I.
Con un semplicissimo ragionamento, e chiarissimo, Gianni Limosa avrebbe dovuto convincersi che il suo affetto non escluderebbe mai dal cuore di Claudia Verbani l'affetto delle carte; che Claudia giocatrice — eppure così bella, così giovane, così vedova! — non aveva, nè avrebbe mai più, tempo, voglia, affanni d'amore.
Il ragionamento chiarissimo e semplicissimo sarebbe dovuto esser questo: L'uomo può dedicarsi con le sue energie a più vizi in una volta; dove la donna, con le energie sue, non si dà quasi sempre che a uno solo, e con l'anima sua in uno solo raccoglie, smarrisce tutta sè stessa. Ma ogni vizio è una passione; e come, da che mondo è mondo, la donna ebbe taccia d'incostante in amore, l'amore per la donna o non è una passione, e quindi non è un vizio, o tutt'al più è passione non intensa e profonda quanto un vizio: per esempio, il gioco.
Se non che Limosa invece d'essere un filosofo era uno sportman innamorato; perciò non è meraviglia ragionasse, o meglio, sragionasse così: «Questa donna, che è una signora eccezionale, io l'amo alla follia e con buone intenzioni: per forza; perchè è onesta; e la sposerei anche. Disgraziatamente essa non mi ama perchè ha un vizio. Un vizio? Sì: come Luisella la mia puledra.... Luisella adombrava al passaggio del treno o d'una bicicletta, e balzava o scappava o voltava indietro; sudava tutta; tremava; e guai se gliel'avessi data vinta! Io, traendola alla ferrovia e facendola sorprendere incontro, dietro o di fianco, con una bicicletta, e intanto frenandola e frustandola a mio modo, l'ho domata che è diventata un'agnellina. Ma Luisella è una cavalla, e Claudia una signora. Per questa dunque mi atterrò a un metodo affatto contrario.»

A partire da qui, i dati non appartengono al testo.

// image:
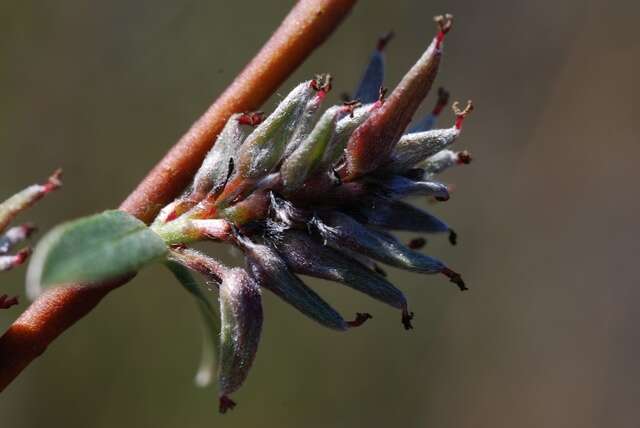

Ora, la fallacia del ragionamento apparisce manifesta nel credere che per essere Luisella una bestia e Claudia una donna, l'una ragionevole e l'altra no, patissero o peccassero in modo affatto contrario e bisognassero di opposti rimedi.
Ma, salvo il rispetto, in una qualità almeno rassomigliavano: che eran femmine ambedue.
II.
Gianni Limosa aveva molti meriti: capelli neri a spazzola; barba corta all'inglese; abiti che rivelavano il tipo, quasi scomparso ai nostri giorni, del gentiluomo campagnolo, ma abiti di stoffa costosa e di bella fattura; muscoli temprati agli esercizi del corpo; un naturale buon umore e bastevole intelligenza e cultura perchè egli non si confondesse in conversazione alcuna. Dei contadini, fra cui viveva otto o nove mesi dell'anno senza orgoglio e senza abbassarsi troppo, o degli amici e delle amiche che trovava ai campi di corse, chi mai se lo sarebbe imaginato timido e trepidante? Bisognava vederlo tirare ai piccioni! saltar le siepi! guidare Luisella!
Però egli meritava anche scusa, tant'era graziosa e sagace quella signora Claudia; con certi modi ingenui e volontari da far girar la testa a ben altri che a uno sportman non filosofo! Nè Claudia stentò molto a introdurre il povero Gianni in un dialogo per cui egli credè meglio finirla e confessarsi innamorato cotto.
— Sissignora! Io sono un uomo alla buona, franco, robusto, sano. Non leggo romanzi, io! E non avrei mai creduto d'innamorarmi fino a questo punto.